Eve smiled and shook her head. Sometimes he was impossible to refuse. 

“And what, pray tell, will you be doing while my eyes go cross?”

He came close to her and held her upper arms in his grasp. “Judas broke into the library last night, almost like he was drawn there. When he went to the basement where they found that girl’s body, he swears there was a malevolent presence. As it came up to attack him, something else slammed the door shut in its face and literally shoved him to safety.” Eve’s extremities suddenly felt cold. Something was definitely happening and it was kicking into a higher gear. The strange sighting in the yard last night was cause for alarm, but deep down she clung to the hope that they were in an episode of Scooby-Doo and it could all be explained as a smoke and mirror act by a curmudgeonly old-timer who wanted them off his land. 

“This happened last night?”

“Not long before the thing with Muraco and us.”

“That kind of stretches the barrier of coincidence, does it not?”

John nodded. “I would say so.” He slipped a piece of paper into her hand. “This is what was placed in Judas’s back pocket. He swears he didn’t put it there and had never seen it before. He went there for answers and he came back with that.”

Eve read the words on the folded up paper and thought. She was finding it hard to put two and two together. 

“This just looks like a to-do list.”

John had begun unpacking books and placing them on the dining room table. 

“That’s exactly what it is, my dear Watson. I bet you’re wondering why it’s so significant.”

“The thought had crossed my mind.”

“Let me give you a little more background. Judas says he saw Millie’s spirit leading him to this house while we were away. Granted, he was inebriated at the time but he’s been in that state plenty of times before without seeing ghosts. Something about that sighting kept nagging away at him, like she was trying to tell him something, and the only thing he could figure was that she died because she was helping him.”

“Helping him? How?”

“Actually, she was helping Judas who was helping me. I asked if the library had any public records on the history of the house and since he and Millie were friends, she volunteered to see what she could find. Judas feels she found more than she bargained for and paid the price.”
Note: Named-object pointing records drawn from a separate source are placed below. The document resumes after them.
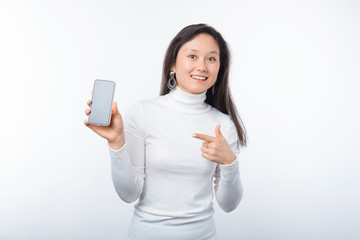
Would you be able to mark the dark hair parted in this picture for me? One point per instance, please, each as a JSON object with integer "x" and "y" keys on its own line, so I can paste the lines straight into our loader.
{"x": 221, "y": 99}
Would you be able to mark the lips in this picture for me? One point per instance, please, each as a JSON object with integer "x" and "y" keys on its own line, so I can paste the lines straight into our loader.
{"x": 198, "y": 77}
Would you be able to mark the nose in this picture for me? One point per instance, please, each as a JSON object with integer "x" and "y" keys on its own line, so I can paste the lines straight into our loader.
{"x": 201, "y": 66}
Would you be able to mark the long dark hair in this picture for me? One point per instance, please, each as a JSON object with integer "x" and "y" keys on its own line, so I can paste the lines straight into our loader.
{"x": 221, "y": 99}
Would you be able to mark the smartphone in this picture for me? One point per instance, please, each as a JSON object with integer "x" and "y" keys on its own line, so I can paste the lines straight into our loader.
{"x": 101, "y": 102}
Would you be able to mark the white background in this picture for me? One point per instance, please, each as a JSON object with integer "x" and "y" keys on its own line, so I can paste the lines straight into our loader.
{"x": 294, "y": 77}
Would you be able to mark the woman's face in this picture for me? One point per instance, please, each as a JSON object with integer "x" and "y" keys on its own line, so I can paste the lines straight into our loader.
{"x": 197, "y": 64}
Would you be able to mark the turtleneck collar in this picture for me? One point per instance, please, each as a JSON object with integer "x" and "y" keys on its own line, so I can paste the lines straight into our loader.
{"x": 186, "y": 102}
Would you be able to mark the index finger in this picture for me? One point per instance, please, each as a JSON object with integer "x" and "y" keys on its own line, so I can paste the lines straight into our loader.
{"x": 204, "y": 137}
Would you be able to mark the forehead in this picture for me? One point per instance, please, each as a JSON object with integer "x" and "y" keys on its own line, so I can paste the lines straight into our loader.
{"x": 202, "y": 43}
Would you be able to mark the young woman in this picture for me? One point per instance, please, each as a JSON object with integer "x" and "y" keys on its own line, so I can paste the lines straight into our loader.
{"x": 170, "y": 152}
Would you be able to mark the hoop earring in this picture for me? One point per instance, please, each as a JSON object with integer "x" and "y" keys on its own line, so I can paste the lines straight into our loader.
{"x": 172, "y": 81}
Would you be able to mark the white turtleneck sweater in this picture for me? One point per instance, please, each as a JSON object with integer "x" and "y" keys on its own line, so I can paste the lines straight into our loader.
{"x": 161, "y": 165}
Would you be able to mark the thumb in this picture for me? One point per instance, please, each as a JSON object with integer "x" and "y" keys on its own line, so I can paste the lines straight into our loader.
{"x": 114, "y": 109}
{"x": 218, "y": 132}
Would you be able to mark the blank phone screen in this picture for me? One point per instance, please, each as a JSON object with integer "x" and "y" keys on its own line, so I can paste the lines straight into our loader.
{"x": 102, "y": 98}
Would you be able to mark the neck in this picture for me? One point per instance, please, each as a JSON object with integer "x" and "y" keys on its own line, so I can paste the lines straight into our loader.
{"x": 186, "y": 102}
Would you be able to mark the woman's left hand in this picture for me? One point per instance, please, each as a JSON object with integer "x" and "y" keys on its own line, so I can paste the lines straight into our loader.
{"x": 216, "y": 149}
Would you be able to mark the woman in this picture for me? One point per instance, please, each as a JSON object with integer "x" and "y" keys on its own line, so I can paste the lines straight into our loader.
{"x": 165, "y": 152}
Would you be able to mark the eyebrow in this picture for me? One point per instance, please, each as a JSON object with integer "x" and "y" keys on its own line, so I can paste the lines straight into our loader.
{"x": 189, "y": 50}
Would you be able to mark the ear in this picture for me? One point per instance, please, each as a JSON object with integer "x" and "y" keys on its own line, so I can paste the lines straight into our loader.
{"x": 172, "y": 68}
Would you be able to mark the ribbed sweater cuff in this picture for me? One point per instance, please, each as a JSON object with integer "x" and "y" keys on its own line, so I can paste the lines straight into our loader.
{"x": 230, "y": 172}
{"x": 119, "y": 158}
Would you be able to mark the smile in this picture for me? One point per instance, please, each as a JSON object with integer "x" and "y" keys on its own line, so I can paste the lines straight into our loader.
{"x": 199, "y": 77}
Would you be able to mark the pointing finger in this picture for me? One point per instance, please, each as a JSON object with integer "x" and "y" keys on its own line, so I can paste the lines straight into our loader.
{"x": 204, "y": 137}
{"x": 218, "y": 132}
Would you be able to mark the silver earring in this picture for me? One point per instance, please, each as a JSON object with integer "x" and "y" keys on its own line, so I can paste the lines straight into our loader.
{"x": 172, "y": 81}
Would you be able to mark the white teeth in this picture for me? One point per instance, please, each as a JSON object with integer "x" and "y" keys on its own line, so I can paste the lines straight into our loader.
{"x": 200, "y": 78}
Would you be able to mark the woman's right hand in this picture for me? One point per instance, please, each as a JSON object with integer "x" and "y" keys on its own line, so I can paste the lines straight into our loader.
{"x": 114, "y": 133}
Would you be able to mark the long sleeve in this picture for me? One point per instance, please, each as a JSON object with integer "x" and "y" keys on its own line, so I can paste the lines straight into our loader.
{"x": 128, "y": 163}
{"x": 227, "y": 183}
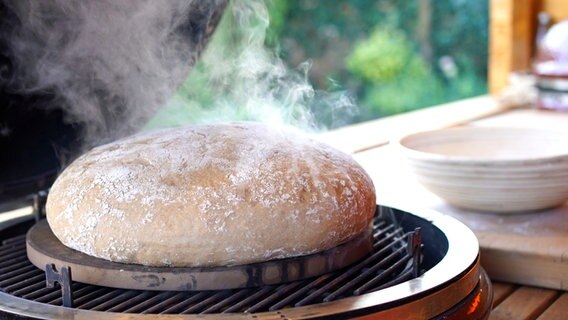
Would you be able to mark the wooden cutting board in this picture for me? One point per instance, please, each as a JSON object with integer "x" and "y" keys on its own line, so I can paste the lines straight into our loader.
{"x": 530, "y": 249}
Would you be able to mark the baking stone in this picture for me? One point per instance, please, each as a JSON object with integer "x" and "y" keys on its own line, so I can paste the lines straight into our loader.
{"x": 44, "y": 248}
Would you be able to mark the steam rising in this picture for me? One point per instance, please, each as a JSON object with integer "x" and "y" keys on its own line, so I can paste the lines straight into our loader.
{"x": 245, "y": 80}
{"x": 111, "y": 64}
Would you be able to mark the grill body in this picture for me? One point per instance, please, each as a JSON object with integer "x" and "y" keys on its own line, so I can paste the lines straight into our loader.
{"x": 381, "y": 283}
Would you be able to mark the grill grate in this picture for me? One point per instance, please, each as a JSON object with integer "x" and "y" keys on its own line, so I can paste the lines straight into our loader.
{"x": 393, "y": 261}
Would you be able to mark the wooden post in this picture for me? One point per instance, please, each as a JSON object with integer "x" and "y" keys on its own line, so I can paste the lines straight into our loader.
{"x": 511, "y": 39}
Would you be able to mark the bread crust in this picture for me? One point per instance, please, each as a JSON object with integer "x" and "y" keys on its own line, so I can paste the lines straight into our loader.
{"x": 210, "y": 195}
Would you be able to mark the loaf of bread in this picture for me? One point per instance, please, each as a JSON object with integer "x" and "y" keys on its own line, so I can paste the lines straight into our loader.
{"x": 210, "y": 195}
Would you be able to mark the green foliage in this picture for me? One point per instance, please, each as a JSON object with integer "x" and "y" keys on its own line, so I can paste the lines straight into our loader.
{"x": 384, "y": 56}
{"x": 369, "y": 48}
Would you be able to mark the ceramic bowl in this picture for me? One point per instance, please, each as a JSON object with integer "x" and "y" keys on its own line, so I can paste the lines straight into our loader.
{"x": 505, "y": 170}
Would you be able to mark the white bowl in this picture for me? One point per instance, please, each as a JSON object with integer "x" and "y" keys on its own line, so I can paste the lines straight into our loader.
{"x": 506, "y": 170}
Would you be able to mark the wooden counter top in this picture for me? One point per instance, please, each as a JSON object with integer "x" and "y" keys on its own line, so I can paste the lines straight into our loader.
{"x": 526, "y": 256}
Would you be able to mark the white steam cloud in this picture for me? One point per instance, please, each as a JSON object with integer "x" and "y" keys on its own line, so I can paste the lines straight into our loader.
{"x": 111, "y": 64}
{"x": 247, "y": 80}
Eve scanned the note again, tracing her finger across each line so she didn’t miss a thing. She raised her eyebrows when she came to the next to last item on the list. 

“It says ‘Fir Way records, Judas’ down at the bottom. Everything else before it has been crossed off.”

“Which means it’s highly likely it was the last thing she set out to do before she died.”

“You don’t think…” Eve started. 

John interrupted. “I don’t know what to think. Is it possible something from ‘the other side’ was able to murder a poor innocent girl? I highly doubt it. I just don’t know anymore. I’m going to pray the computer can access the internet and my email account. I want to contact Jack and have him check the house for a couple of reference items I didn’t pack but may be of some use. Oh, and while you’re searching, look for anything that mentions interactive spirits. You can skip anything about demonic or non-human spirits, because I don’t think that’s what we have here. This is something far more rooted to this place. Don’t ask me how I know that. It’s just a feeling.”